Written Publications
Ballet as Artistic, Scientific, and Existential Inquiry: Incorporating Ballet’s Broader History in a Syllabus and in the Studio
This chapter traces the roots of ballet to the Moorish and Islamic cultures that dominated what is now southern Spain from 711 CE to 1492 CE, as well as to Bukôngo craft and compositional systems. In the seventeenth century, when the courts of Louis XIII and XIV absorbed and depicted Spanish art and culture, they appropriated the Sarabande, taken from the Spanish theater’s Zarabanda. As a result, historians and teachers of ballet must consider a wider frame when discussing the origins of this art form. With this reframing of ballet history, Jehbreal Muhammad Jackson offers teachers of both lecture and studio classes a more sophisticated and nuanced understanding of ballet’s embodied geometries. As Jackson describes, the repetition and discipline that is required to enact these geometries point to Andalusi and Bukôngo cultures where art, science, religion, and philosophy all worked in tandem toward understanding the human relationship to the cosmos.
Dancing with the Queen of Sheba: Romeo and Juliet, Ballet, and Race Studies- In collaboration with Julia Reinhard Lupton
"Jehbreal Muhammad Jackson and Julia Reinhard Lupton come at the play from a wonderfully interdisciplinary angle, incorporating into their teaching a rigorously historicist understanding of the racial underpinnings of dance conventions. Their fascinating exposition of the racial texture of dance shows how the study of Shakespeare in the arts can be used to engage with issues of race and history. While the essays in this collection do not discuss the many operatic adaptations of Romeo and Juliet, Jackson and Lupton’s essay demonstrates how a careful triangulation of Shakespearean text, art history, and visual adaptation can help foster culturally aware performances.” -Joseph M. Ortiz, Editor
Ballet Pedagogy and a “Hard Re-Set”: Perspectives on Equitable and Inclusive Teaching Practices - In collaboration with Kate Mattingly, Keesha Beckford, Zena Bibler, Paige Cunningham, and Iyun Ashani Harrison
"In her scholarship on pedagogy, Gloria Ladson-Billings describes COVID-19 as a call to re-set education using a more culturally relevant pedagogy. As ballet teachers and researchers working in higher education and pre-professional settings, we teach a form of dance often associated with the characteristics of white supremacy. Through this collaborative institutional ethnography, we generated methods for posing questions, critiquing choices, and imagining alternatives to create more equitable educational settings. We connect the
process of addressing and challenging systemic exclusions in ballet with tangible steps toward creating more inclusive classes and performances that value the joy and pleasure in moving."

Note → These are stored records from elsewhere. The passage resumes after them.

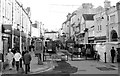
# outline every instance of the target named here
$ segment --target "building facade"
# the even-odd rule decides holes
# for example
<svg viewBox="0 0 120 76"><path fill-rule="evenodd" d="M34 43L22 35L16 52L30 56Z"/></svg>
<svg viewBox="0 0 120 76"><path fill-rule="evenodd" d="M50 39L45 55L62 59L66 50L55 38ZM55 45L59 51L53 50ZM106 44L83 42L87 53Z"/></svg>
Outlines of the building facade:
<svg viewBox="0 0 120 76"><path fill-rule="evenodd" d="M0 8L1 55L5 56L9 48L18 48L20 52L28 49L32 22L27 11L17 0L0 0Z"/></svg>

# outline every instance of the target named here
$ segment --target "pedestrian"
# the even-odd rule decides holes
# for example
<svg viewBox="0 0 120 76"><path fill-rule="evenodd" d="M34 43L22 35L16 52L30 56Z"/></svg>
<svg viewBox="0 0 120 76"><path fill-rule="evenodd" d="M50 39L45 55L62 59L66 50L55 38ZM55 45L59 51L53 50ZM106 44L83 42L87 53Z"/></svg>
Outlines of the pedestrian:
<svg viewBox="0 0 120 76"><path fill-rule="evenodd" d="M20 66L20 59L21 59L22 55L20 54L19 50L17 49L15 55L14 55L14 59L15 59L15 63L16 63L16 70L19 70L19 66Z"/></svg>
<svg viewBox="0 0 120 76"><path fill-rule="evenodd" d="M14 57L14 54L11 52L11 49L9 49L7 56L6 56L8 63L9 63L9 70L12 70L13 57Z"/></svg>
<svg viewBox="0 0 120 76"><path fill-rule="evenodd" d="M114 63L114 58L115 58L115 54L116 54L114 47L112 47L110 52L111 52L111 62Z"/></svg>
<svg viewBox="0 0 120 76"><path fill-rule="evenodd" d="M81 57L82 55L81 55L81 48L80 47L78 48L78 52L79 52L79 57Z"/></svg>
<svg viewBox="0 0 120 76"><path fill-rule="evenodd" d="M26 51L25 55L23 56L23 61L25 64L25 73L30 72L30 61L32 60L31 55L28 51Z"/></svg>
<svg viewBox="0 0 120 76"><path fill-rule="evenodd" d="M86 60L87 60L87 58L89 57L90 54L91 54L91 53L90 53L90 48L87 48L87 49L86 49Z"/></svg>
<svg viewBox="0 0 120 76"><path fill-rule="evenodd" d="M12 48L11 52L15 55L15 49ZM13 57L13 61L12 61L12 67L14 68L15 67L15 59Z"/></svg>

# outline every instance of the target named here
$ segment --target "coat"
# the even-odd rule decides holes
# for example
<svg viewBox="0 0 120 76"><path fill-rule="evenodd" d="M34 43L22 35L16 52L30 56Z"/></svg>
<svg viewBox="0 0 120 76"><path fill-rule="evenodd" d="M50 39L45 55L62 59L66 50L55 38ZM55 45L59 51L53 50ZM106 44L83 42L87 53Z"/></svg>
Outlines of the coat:
<svg viewBox="0 0 120 76"><path fill-rule="evenodd" d="M32 60L31 55L29 53L25 53L23 56L24 64L30 64L30 61Z"/></svg>

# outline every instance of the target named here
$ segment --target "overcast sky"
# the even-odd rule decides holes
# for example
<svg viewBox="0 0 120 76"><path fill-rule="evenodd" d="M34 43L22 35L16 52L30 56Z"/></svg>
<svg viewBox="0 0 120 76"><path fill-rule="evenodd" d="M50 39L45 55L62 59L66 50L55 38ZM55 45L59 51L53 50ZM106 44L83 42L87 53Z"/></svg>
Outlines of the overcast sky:
<svg viewBox="0 0 120 76"><path fill-rule="evenodd" d="M92 3L94 7L104 6L105 0L18 0L23 7L31 8L32 21L39 21L49 30L58 30L66 20L66 15L77 10L82 3ZM109 0L116 5L119 0Z"/></svg>

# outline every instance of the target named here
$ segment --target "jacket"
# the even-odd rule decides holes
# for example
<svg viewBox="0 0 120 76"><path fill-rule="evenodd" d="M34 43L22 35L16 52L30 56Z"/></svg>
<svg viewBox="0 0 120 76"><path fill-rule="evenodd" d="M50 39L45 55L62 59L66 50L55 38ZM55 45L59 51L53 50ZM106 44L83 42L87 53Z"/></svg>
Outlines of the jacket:
<svg viewBox="0 0 120 76"><path fill-rule="evenodd" d="M31 58L31 55L29 53L26 53L24 56L23 56L23 61L24 61L24 64L30 64L30 61L32 60Z"/></svg>

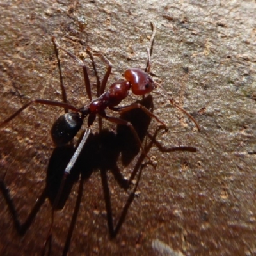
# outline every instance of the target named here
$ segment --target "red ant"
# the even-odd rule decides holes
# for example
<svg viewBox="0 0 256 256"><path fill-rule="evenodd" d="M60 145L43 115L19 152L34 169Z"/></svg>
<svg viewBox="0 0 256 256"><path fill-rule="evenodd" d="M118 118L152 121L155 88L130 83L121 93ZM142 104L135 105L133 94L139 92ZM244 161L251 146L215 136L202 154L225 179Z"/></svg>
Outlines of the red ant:
<svg viewBox="0 0 256 256"><path fill-rule="evenodd" d="M152 46L153 41L156 35L156 26L154 23L152 23L152 24L153 27L153 33L150 39L151 47ZM64 108L65 109L68 109L72 110L73 112L67 113L60 116L54 123L51 129L51 136L53 142L56 145L61 146L70 141L76 135L76 134L80 130L83 120L85 117L88 116L88 126L90 129L95 120L96 115L99 115L103 118L107 119L111 122L128 126L132 132L143 154L150 159L147 153L144 151L141 142L140 141L137 132L132 125L130 122L123 119L107 116L105 109L108 108L109 109L114 111L123 113L132 109L140 108L149 116L156 118L157 122L161 124L166 128L166 129L167 129L167 126L165 125L165 124L161 122L155 115L154 115L145 107L138 103L131 104L129 106L123 107L116 107L122 102L122 100L128 96L130 89L131 89L132 93L136 95L145 95L145 94L150 93L153 89L156 88L158 86L160 86L162 90L164 90L164 92L165 92L166 97L170 102L186 114L194 122L198 130L200 131L199 125L195 120L186 110L180 108L174 102L173 100L170 99L163 86L156 82L154 82L151 76L149 75L151 67L149 48L147 49L148 61L145 70L143 71L140 68L131 68L126 70L124 72L124 78L125 80L120 80L114 83L110 86L109 88L106 92L104 92L105 88L111 71L112 65L108 59L102 56L105 61L108 63L108 67L101 83L100 90L100 96L94 100L92 100L91 86L87 72L87 68L84 62L72 53L68 51L61 47L56 42L54 37L52 38L52 41L55 45L66 52L70 57L77 61L79 65L82 67L86 92L91 102L88 105L84 106L78 109L73 105L67 103L36 99L24 105L11 116L0 123L0 127L13 119L20 112L23 111L25 109L33 104L56 106ZM87 134L88 132L86 133Z"/></svg>
<svg viewBox="0 0 256 256"><path fill-rule="evenodd" d="M150 40L150 45L151 49L156 35L156 26L154 25L154 23L152 23L152 25L153 28L153 32L152 32L152 35L151 36L151 39ZM111 71L112 65L111 64L110 61L108 61L108 59L106 59L104 56L102 56L102 57L104 59L105 61L108 63L108 70L101 83L101 86L100 89L100 96L94 100L92 100L92 93L91 93L91 86L88 74L87 72L87 68L84 62L79 58L76 57L75 55L74 55L72 53L70 52L67 49L61 47L56 42L54 37L52 38L52 42L55 47L64 51L71 58L72 58L76 61L77 61L79 65L82 67L86 92L90 100L90 102L88 105L84 106L81 108L77 108L73 105L68 103L56 102L56 101L48 100L41 99L36 99L24 105L11 116L10 116L3 122L0 123L0 127L3 127L6 123L9 122L10 120L13 119L16 116L17 116L20 113L23 111L28 106L33 104L55 106L58 107L64 108L65 109L70 109L72 111L72 112L67 113L60 116L57 119L57 120L54 123L51 129L51 136L54 143L57 146L61 146L68 143L74 138L74 137L80 130L83 122L83 120L87 116L88 116L88 129L86 129L84 134L84 136L81 141L80 142L75 154L73 155L72 159L70 160L70 163L67 165L65 170L64 173L65 174L63 176L63 180L61 181L57 196L54 202L54 205L52 206L52 225L50 228L49 234L47 236L47 239L45 241L45 243L47 242L48 239L50 237L50 233L51 231L53 223L53 211L55 209L56 205L58 204L60 196L62 193L63 187L65 184L64 181L67 176L70 173L70 172L72 168L73 167L74 163L76 162L78 156L79 155L81 150L83 149L84 143L86 141L87 138L90 132L90 127L93 124L97 115L99 115L102 118L107 119L113 123L128 126L131 129L131 131L132 131L133 135L134 136L138 145L141 148L143 154L150 160L150 159L144 150L141 142L139 138L139 136L132 125L129 122L127 122L125 120L113 116L107 116L105 112L105 109L107 108L108 108L109 109L112 111L123 113L125 111L129 111L133 109L140 108L150 117L151 118L154 117L154 118L156 118L156 120L157 122L159 122L161 125L163 125L167 130L167 126L165 125L165 124L161 122L155 115L154 115L148 109L147 109L145 107L144 107L143 106L141 105L139 103L131 104L130 105L122 107L117 106L122 102L122 100L123 100L128 96L130 89L131 89L132 93L134 93L136 95L145 95L145 94L150 93L153 90L153 89L156 88L157 86L161 87L162 90L165 92L166 96L167 97L170 102L174 106L178 108L185 114L186 114L194 122L198 130L200 131L199 125L198 125L195 120L187 111L186 111L184 109L178 106L174 102L174 100L172 100L168 95L167 92L164 90L163 86L161 84L159 84L158 83L154 82L151 76L149 75L151 67L150 48L147 49L148 60L147 60L147 67L145 70L135 68L131 68L127 69L124 72L125 80L124 79L120 80L114 83L113 84L110 86L109 88L105 92L104 92L105 88Z"/></svg>

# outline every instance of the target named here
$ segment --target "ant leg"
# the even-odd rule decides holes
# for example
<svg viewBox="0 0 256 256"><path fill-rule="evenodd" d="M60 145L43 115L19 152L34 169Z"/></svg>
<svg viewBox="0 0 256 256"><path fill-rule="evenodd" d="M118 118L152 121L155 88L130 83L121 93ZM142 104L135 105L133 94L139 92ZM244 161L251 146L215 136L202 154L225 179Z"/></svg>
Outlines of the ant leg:
<svg viewBox="0 0 256 256"><path fill-rule="evenodd" d="M106 85L107 84L108 79L108 77L109 77L110 72L111 72L112 69L111 63L104 55L101 55L101 56L108 65L108 70L103 77L102 81L101 82L100 91L100 95L103 94L105 91Z"/></svg>
<svg viewBox="0 0 256 256"><path fill-rule="evenodd" d="M124 120L121 119L121 118L118 118L117 117L108 116L106 115L106 113L104 113L104 114L101 113L100 115L101 115L102 117L107 119L108 120L109 120L109 122L111 122L112 123L115 123L115 124L121 124L121 125L123 125L128 126L128 127L130 128L131 132L132 132L134 138L137 140L137 143L140 145L140 148L141 148L141 150L142 150L142 152L143 153L143 154L149 159L149 161L150 162L152 161L152 160L150 159L150 158L149 157L148 154L144 150L143 147L142 145L141 141L140 140L139 136L138 135L138 133L135 131L135 129L133 127L133 125L132 125L132 124L131 124L128 121Z"/></svg>
<svg viewBox="0 0 256 256"><path fill-rule="evenodd" d="M57 62L58 62L58 67L59 69L60 82L60 87L61 88L62 99L63 100L63 102L67 103L66 90L65 90L65 88L64 87L64 84L63 84L63 79L62 77L61 67L60 65L60 58L59 58L59 52L58 51L57 45L56 44L56 42L54 40L53 38L52 38L52 42L53 45L54 47L55 55L56 56ZM67 113L68 112L68 109L65 108L65 113Z"/></svg>
<svg viewBox="0 0 256 256"><path fill-rule="evenodd" d="M52 36L52 42L54 42L54 44L58 46L58 48L61 49L62 51L64 51L68 55L69 55L71 58L74 59L78 63L79 66L82 67L83 72L84 74L85 88L86 89L86 93L89 97L90 100L92 100L92 98L91 84L90 83L89 76L87 72L86 65L81 60L77 58L76 55L73 54L68 50L66 50L65 48L61 47L61 46L60 46L59 44L55 40L54 36Z"/></svg>
<svg viewBox="0 0 256 256"><path fill-rule="evenodd" d="M126 111L129 111L129 110L134 109L135 108L140 108L141 110L143 110L148 116L151 118L154 118L158 122L161 124L165 128L165 129L167 131L168 130L168 127L167 125L162 121L161 121L157 116L156 116L155 115L154 115L151 111L150 111L147 108L145 108L144 106L142 106L140 103L133 103L131 104L131 105L129 106L125 106L124 107L119 107L119 108L109 108L111 110L113 110L114 111L117 111L117 112L120 112L121 113L123 113Z"/></svg>
<svg viewBox="0 0 256 256"><path fill-rule="evenodd" d="M44 105L49 105L49 106L56 106L57 107L61 107L64 108L67 108L70 110L72 110L75 112L79 112L79 109L75 108L73 105L63 103L63 102L59 102L58 101L52 101L52 100L43 100L41 99L36 99L35 100L31 100L30 102L27 103L26 104L24 105L21 107L19 109L18 109L14 114L13 114L11 116L6 118L5 120L3 121L0 123L0 127L1 126L4 126L8 122L13 119L16 117L20 113L23 111L23 110L26 109L28 107L33 104L40 104Z"/></svg>

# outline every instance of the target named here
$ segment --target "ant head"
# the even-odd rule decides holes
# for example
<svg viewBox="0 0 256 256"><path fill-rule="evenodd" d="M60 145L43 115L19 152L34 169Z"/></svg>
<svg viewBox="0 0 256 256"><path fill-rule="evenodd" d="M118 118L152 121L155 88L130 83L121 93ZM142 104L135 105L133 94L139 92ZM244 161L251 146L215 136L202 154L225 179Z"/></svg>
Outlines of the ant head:
<svg viewBox="0 0 256 256"><path fill-rule="evenodd" d="M149 74L140 68L129 68L124 77L131 83L132 93L136 95L149 93L155 88L153 79Z"/></svg>

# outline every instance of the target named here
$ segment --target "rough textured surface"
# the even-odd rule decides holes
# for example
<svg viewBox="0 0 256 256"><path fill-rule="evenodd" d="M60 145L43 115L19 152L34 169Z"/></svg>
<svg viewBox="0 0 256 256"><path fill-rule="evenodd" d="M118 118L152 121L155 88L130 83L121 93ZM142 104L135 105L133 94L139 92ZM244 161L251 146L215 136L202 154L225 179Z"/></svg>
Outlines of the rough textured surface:
<svg viewBox="0 0 256 256"><path fill-rule="evenodd" d="M0 120L30 99L61 100L52 35L85 57L95 87L86 46L103 52L113 64L110 84L127 68L145 67L154 21L154 79L195 117L202 131L160 91L148 98L170 129L156 134L161 147L149 145L148 155L157 165L143 169L137 196L116 237L110 239L105 205L111 202L115 227L134 187L125 191L118 178L129 177L141 163L138 148L123 140L125 131L118 127L116 136L116 125L104 122L107 131L97 135L95 122L95 135L77 164L72 188L67 189L65 206L55 212L50 254L255 255L255 1L108 2L2 1ZM68 100L80 107L88 102L81 70L63 52L60 59ZM106 66L99 58L95 61L102 77ZM132 96L125 103L136 100ZM42 254L51 212L45 180L56 166L65 166L72 152L56 153L57 162L52 160L47 171L58 151L53 151L51 124L63 112L33 106L0 130L1 255ZM135 124L153 135L157 124L143 115L136 120L139 115L131 114ZM145 131L140 132L150 144ZM170 150L179 145L195 147L197 152ZM82 197L68 236L77 194Z"/></svg>

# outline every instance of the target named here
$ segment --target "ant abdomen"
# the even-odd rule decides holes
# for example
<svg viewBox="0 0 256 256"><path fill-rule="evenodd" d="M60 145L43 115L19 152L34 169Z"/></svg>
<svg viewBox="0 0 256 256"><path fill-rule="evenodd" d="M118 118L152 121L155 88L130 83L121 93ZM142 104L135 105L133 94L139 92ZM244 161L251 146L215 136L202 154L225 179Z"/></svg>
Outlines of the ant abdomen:
<svg viewBox="0 0 256 256"><path fill-rule="evenodd" d="M76 135L83 124L78 113L67 113L60 116L53 124L51 131L56 146L67 144Z"/></svg>

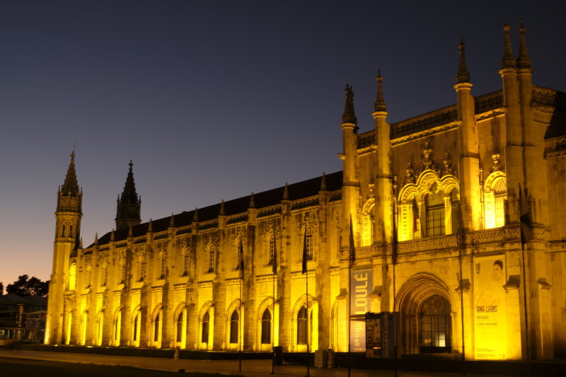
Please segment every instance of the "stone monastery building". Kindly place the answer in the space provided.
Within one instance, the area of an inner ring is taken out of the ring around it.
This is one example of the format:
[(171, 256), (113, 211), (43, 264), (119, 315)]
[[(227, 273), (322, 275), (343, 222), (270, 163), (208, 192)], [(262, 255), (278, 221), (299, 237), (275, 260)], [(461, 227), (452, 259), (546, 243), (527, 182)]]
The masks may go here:
[(72, 154), (45, 343), (373, 351), (365, 313), (388, 312), (400, 355), (566, 356), (566, 94), (531, 83), (519, 31), (478, 97), (461, 42), (447, 108), (389, 124), (379, 75), (358, 133), (347, 86), (342, 171), (142, 223), (130, 163), (87, 248)]

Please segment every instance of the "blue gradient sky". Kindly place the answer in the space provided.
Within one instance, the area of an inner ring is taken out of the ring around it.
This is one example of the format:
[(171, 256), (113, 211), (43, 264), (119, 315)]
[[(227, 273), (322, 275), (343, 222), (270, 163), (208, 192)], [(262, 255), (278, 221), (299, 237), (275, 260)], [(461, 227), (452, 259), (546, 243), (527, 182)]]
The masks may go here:
[(340, 170), (344, 87), (370, 129), (378, 68), (390, 122), (454, 103), (461, 35), (472, 93), (499, 89), (505, 19), (566, 91), (558, 1), (384, 3), (0, 2), (0, 281), (49, 279), (75, 143), (87, 245), (130, 159), (146, 221)]

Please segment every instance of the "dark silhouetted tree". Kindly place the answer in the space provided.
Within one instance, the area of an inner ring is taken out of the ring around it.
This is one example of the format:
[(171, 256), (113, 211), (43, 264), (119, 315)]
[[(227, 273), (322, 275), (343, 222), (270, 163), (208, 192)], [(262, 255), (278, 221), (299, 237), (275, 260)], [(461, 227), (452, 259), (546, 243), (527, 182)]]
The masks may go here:
[(49, 281), (42, 282), (35, 277), (29, 278), (28, 275), (21, 275), (18, 280), (8, 284), (6, 291), (20, 296), (37, 295), (46, 296), (49, 294)]

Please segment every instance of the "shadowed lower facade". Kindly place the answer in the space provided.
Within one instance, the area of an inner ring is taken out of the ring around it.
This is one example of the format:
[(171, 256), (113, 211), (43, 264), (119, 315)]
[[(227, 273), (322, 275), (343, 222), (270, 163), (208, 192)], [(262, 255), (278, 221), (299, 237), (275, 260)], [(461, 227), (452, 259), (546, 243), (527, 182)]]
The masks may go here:
[(86, 248), (73, 155), (45, 343), (366, 352), (365, 313), (388, 312), (400, 355), (566, 356), (566, 95), (532, 83), (519, 37), (502, 89), (470, 95), (461, 42), (456, 103), (407, 120), (380, 74), (359, 132), (347, 86), (340, 172), (142, 223), (130, 163)]

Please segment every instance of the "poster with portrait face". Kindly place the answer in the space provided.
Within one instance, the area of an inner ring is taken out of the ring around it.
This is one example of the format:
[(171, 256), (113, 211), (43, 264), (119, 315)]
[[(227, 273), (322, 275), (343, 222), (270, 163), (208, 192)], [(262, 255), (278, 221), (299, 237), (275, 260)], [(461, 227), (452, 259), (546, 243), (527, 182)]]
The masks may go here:
[(507, 358), (505, 255), (474, 258), (475, 359)]

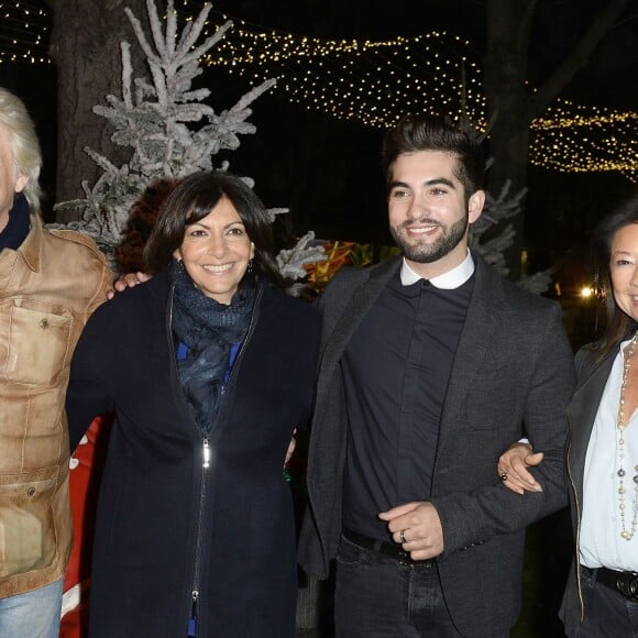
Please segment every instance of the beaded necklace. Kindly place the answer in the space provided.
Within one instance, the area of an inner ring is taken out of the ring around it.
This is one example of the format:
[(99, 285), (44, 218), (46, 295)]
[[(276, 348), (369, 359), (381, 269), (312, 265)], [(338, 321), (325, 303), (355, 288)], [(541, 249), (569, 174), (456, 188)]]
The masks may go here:
[(623, 383), (620, 384), (620, 399), (618, 402), (618, 421), (616, 424), (616, 431), (618, 433), (618, 509), (620, 510), (620, 525), (623, 530), (620, 531), (620, 537), (625, 540), (631, 540), (638, 528), (638, 465), (634, 466), (634, 504), (632, 504), (632, 519), (631, 528), (627, 529), (625, 520), (625, 512), (627, 509), (627, 503), (625, 496), (627, 494), (627, 488), (625, 487), (625, 476), (627, 472), (625, 471), (625, 430), (627, 429), (628, 422), (625, 422), (625, 389), (627, 387), (627, 380), (629, 377), (629, 369), (631, 367), (631, 359), (636, 352), (636, 341), (638, 340), (638, 332), (634, 334), (634, 338), (629, 342), (625, 350), (625, 356), (623, 360)]

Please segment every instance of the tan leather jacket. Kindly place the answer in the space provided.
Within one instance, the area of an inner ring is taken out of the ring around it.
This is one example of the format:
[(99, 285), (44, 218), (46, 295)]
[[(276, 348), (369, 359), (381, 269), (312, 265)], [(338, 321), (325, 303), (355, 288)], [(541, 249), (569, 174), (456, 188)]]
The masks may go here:
[(69, 364), (111, 282), (90, 239), (45, 230), (34, 215), (20, 249), (0, 252), (0, 597), (64, 575)]

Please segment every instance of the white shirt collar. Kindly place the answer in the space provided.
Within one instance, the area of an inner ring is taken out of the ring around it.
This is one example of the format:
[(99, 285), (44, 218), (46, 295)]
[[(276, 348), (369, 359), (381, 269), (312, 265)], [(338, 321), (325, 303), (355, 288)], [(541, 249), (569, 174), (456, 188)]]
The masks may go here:
[[(432, 277), (430, 284), (435, 288), (442, 288), (444, 290), (453, 290), (454, 288), (461, 287), (473, 274), (475, 270), (474, 260), (468, 249), (468, 256), (458, 266), (454, 266), (451, 271), (439, 275), (438, 277)], [(411, 286), (416, 284), (419, 279), (422, 279), (420, 275), (417, 275), (413, 268), (406, 262), (404, 257), (402, 264), (402, 284), (404, 286)]]

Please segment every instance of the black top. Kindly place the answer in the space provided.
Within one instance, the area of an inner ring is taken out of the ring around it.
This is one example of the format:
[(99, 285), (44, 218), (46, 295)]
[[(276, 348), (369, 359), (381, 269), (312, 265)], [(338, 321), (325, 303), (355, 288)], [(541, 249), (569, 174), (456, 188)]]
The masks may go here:
[[(91, 316), (67, 394), (72, 444), (114, 411), (100, 484), (91, 638), (293, 638), (286, 449), (310, 417), (319, 315), (263, 287), (207, 439), (177, 381), (163, 272)], [(205, 464), (205, 460), (208, 462)]]
[(382, 540), (380, 512), (430, 496), (439, 422), (474, 276), (454, 289), (397, 273), (342, 360), (349, 415), (343, 526)]

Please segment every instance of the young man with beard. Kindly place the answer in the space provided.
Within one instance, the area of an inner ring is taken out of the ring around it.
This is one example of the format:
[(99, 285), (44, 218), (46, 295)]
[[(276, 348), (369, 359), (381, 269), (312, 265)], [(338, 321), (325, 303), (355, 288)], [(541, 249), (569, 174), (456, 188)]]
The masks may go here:
[[(383, 160), (403, 257), (340, 271), (320, 299), (300, 562), (322, 579), (337, 559), (338, 637), (504, 638), (525, 527), (565, 504), (571, 348), (557, 305), (468, 248), (485, 201), (473, 139), (408, 116)], [(495, 473), (522, 436), (546, 451), (525, 498)]]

Holy Palmer’s Kiss: Love, Trust, and Wisdom in John Neumeier’s Romeo & Juliet Ballet- In collaboration with Julia Reinhard Lupton
In “Holy Palmer’s Kiss: Love, Trust, and Wisdom in John Neumeier’s Romeo & Juliet Ballet” Jehbreal and his mentor Julia Reinhard Lupton look at the work of choreographer, John Neumeier. They compare his adaptation with the play and with other productions of the famed story of the star crossed lovers in a collection titled “Romeo and Juliet, Adaptation, and the Arts: ‘Cut Him Out in Little Stars.’ ”
CANON The Cinematic Story Ballet (Cineballet) & How I Learned to Create Cognitive Characters from William Shakespeare
Jehbreal’s early research is documented in his MFA thesis CANON The Cinematic Story Ballet (Cineballet): & How I Learned to Create Cognitive Characters from William Shakespeare. Along with his research of Shakespeare and cognition, Jehbreal talks about how he made CANON as a result of his findings.
Shakespeare and Black Life: Actor Jeremie Harris in Conversation with Jehbreal Muhammad Jackson
Recorded April 22, 2021
In this public conversation, Jeremie Harris discusses his role as Claudio in New York Public Theatre’s 2019 production of Much Ado About Nothing, which featured an all-Black cast and was set in Atlanta during Stacy Abrams’ campaign for governor of Georgia.